La génétique, au sens de l’ensemble des gènes, ne détermine pas tout. il est très vite apparu que des mécanismes complexes comme la méthylation peuvent activer ou inactiver certains gènes, de manière à réguler les caractéristiques anatomiques ou fonctionnelles qu’ils sont censés déterminer. Certains de ces mécanismes sont induits par l’environnement et transmissibles, de sorte que les caractéristiques innées peuvent s’adapter à des changements d’environnement sans modification des gènes eux-mêmes. L’étude de ces mécanismes est l’objet de l’épigénétique.

C’est à Conrad Waddington (1905-1975) qu’on attribue le terme « épigénétique » (1942), désignant « la branche de la biologie qui étudie les relations de cause à effet entre les gènes et leurs produits, faisant apparaître le phénotype.

Pour citer Peter Becker (Professeur de biologie moléculaire, Munich, Allemagne) : « …les mécanismes d’adaptation de l’individu ou de l’espèce à des modifications de l’environnement ne se fait pas seulement par des mutations dues au hasard, mais par l’action beaucoup plus rapide de mécanismes chargés de contrôler l’expression des gènes. (…) l’épigénétique ressemble un peu à la façon dont on organise ses papiers à la maison?: on garde à portée de la main ceux que l’on utilise régulièrement, mais on range les vieux bulletins scolaires dans des boîtes que l’on met au grenier. (…)?L’image que l’on se faisait des capacités d’adaptation au siècle passé est désuète, ce qui peut donner à espérer que l’adaptation de l’organisme humain et de tous les acteurs de l’équilibre écologique aux artéfacts introduits par l’homme soit plus facilement réalisable. »

Toutefois, les mécanismes épigénétiques sont eux-mêmes limités.
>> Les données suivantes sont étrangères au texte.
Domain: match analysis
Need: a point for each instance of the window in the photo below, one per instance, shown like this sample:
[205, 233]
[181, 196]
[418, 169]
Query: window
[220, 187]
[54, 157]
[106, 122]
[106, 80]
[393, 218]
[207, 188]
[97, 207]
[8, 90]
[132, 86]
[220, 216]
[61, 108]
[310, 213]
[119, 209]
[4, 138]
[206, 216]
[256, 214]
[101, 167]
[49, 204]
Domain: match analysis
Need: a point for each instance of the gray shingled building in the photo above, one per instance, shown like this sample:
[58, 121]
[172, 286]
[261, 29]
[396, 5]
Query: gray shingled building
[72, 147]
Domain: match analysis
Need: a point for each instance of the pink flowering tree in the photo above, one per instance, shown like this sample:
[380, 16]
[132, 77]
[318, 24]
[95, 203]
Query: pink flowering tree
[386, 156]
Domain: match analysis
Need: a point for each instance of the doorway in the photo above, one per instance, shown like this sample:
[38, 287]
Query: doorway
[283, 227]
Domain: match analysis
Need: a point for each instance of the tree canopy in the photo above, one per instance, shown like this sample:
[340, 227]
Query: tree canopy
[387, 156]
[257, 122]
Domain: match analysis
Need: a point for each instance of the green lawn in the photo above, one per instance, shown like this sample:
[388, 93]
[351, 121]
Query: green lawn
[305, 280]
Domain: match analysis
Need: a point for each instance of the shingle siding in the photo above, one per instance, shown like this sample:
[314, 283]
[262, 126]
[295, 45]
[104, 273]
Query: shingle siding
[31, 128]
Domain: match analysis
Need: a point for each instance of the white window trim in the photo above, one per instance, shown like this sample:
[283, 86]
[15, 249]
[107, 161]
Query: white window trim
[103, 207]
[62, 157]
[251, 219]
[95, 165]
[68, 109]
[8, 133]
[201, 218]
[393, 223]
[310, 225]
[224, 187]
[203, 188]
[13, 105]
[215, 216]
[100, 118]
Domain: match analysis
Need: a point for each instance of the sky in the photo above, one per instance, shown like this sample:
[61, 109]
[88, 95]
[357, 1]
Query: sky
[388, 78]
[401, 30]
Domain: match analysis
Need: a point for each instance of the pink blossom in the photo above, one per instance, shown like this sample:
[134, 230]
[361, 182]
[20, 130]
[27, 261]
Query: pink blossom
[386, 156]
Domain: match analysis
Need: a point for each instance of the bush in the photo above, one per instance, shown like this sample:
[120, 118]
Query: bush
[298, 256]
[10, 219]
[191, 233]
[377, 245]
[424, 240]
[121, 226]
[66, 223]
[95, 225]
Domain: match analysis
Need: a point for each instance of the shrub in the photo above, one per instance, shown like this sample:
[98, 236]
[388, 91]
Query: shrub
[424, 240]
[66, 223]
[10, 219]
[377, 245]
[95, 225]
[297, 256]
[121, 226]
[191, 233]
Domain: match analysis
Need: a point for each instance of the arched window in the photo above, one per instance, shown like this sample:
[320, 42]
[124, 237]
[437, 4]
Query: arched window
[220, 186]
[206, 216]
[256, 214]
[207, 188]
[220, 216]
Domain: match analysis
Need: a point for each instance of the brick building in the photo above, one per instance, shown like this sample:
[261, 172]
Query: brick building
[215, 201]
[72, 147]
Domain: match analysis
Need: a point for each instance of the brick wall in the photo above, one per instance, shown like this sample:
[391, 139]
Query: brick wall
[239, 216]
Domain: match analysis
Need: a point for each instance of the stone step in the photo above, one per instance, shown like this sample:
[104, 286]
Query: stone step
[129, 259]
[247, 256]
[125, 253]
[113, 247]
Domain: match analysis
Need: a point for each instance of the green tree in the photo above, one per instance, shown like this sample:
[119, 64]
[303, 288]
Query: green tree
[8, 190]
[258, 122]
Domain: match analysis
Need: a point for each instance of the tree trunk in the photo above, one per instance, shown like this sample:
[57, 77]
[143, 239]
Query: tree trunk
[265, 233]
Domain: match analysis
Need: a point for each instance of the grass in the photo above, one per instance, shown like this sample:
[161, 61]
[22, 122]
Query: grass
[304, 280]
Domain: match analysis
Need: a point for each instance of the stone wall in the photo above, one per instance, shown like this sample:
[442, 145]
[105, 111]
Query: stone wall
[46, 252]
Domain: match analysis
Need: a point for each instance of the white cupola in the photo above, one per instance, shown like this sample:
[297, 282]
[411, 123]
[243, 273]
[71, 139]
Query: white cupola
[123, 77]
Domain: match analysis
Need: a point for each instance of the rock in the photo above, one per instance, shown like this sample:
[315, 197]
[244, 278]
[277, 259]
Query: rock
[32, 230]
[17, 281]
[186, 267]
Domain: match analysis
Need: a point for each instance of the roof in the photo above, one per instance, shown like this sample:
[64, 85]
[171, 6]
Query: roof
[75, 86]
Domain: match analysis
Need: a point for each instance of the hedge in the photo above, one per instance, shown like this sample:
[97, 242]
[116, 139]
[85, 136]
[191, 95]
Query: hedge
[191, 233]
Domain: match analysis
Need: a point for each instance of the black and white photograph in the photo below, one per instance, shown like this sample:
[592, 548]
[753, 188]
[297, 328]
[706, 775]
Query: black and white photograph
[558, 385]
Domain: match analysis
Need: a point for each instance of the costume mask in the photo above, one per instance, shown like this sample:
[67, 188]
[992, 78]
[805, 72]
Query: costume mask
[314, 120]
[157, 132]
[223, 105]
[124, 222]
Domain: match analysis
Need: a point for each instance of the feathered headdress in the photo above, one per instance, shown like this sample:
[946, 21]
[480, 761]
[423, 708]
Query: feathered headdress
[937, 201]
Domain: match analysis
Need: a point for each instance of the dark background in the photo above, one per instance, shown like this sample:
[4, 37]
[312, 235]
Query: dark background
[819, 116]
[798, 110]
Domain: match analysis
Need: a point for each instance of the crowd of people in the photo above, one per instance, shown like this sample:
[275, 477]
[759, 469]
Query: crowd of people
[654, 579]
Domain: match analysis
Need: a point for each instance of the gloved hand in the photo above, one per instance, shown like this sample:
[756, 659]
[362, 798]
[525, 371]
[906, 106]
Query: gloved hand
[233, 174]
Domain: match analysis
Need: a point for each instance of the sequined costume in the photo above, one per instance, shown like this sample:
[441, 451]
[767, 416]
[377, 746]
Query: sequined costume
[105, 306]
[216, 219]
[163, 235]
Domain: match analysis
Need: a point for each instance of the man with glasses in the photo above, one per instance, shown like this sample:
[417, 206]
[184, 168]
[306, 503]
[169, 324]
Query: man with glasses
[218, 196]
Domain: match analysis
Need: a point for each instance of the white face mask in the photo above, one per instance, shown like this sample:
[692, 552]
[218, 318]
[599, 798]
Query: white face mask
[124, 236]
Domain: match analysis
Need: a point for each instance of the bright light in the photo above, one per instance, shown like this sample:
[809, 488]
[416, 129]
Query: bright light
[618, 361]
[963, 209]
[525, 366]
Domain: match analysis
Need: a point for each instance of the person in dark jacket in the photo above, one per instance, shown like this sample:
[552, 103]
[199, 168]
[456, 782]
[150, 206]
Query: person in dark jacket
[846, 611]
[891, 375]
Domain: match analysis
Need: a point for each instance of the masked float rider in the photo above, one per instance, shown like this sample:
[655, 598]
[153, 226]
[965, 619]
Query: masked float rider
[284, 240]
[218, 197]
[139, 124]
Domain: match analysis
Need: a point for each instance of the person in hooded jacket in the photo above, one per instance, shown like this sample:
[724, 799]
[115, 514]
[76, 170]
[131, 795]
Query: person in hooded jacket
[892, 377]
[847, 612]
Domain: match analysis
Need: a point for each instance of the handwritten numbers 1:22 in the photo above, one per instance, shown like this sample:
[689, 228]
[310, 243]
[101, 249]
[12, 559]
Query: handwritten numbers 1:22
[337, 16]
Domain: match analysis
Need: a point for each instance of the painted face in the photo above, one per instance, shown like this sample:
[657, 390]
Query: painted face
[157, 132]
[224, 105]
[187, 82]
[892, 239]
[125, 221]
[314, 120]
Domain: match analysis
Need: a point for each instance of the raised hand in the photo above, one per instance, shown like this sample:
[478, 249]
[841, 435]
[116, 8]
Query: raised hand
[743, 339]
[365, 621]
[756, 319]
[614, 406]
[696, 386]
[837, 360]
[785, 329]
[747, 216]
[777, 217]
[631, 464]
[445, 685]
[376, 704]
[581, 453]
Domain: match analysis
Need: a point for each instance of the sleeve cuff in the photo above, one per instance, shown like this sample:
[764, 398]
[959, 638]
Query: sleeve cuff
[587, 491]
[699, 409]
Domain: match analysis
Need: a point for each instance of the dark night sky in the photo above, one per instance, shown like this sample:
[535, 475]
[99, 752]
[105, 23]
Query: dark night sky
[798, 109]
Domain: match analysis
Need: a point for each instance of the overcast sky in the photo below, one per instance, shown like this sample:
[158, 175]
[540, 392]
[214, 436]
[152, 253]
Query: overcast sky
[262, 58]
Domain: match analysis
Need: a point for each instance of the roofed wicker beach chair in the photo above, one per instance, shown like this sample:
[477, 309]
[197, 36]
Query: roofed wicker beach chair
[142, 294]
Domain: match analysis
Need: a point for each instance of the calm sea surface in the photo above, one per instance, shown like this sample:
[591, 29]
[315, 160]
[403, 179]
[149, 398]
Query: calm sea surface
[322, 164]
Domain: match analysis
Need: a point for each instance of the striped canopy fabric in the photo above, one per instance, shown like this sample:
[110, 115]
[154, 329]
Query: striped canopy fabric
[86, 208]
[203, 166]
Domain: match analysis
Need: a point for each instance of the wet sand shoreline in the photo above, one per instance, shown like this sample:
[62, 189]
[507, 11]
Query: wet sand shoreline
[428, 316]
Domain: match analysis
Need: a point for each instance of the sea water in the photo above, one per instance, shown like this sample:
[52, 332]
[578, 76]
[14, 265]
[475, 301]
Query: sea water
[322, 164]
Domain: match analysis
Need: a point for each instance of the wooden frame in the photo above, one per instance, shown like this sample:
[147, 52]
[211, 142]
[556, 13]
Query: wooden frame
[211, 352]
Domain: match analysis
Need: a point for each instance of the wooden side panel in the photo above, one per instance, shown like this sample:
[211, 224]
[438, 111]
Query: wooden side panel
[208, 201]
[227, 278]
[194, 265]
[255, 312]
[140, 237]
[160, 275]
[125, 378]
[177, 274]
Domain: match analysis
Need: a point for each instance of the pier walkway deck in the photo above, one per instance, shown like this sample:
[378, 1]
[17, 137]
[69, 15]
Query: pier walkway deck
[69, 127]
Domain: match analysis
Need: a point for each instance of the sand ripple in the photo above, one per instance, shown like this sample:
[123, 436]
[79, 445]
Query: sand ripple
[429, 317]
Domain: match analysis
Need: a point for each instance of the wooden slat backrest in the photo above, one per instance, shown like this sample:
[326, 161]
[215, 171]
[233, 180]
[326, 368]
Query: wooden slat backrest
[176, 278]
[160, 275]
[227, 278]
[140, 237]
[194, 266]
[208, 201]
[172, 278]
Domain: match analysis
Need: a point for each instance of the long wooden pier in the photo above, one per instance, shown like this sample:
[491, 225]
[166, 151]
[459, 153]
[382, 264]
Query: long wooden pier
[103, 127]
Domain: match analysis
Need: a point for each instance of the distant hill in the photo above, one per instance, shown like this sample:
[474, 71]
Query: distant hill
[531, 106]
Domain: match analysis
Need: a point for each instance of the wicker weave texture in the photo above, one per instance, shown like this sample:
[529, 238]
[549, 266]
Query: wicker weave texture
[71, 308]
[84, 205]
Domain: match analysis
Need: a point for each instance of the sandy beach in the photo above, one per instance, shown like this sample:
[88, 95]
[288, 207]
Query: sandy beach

Face à toute modification de l’environnement ou du mode de vie, la question reste de savoir si elle dépasse ou non les limites d’adaptabilité des espèces concernées. Le moyen le plus sûr de trancher est évidemment l’observation empirique.

Ce sont là en soi des lapalissades. L’originalité de l’écogénétique humaine est de se demander à propos des modifications imposées par la civilisation au mode de vie et à l’environnement, si elles résultent du fonctionnement naturel du psychisme humain, ou de dysfonctionnements induits par certains facteurs accidentels ou culturels, qu’elle tente de mettre en lumière.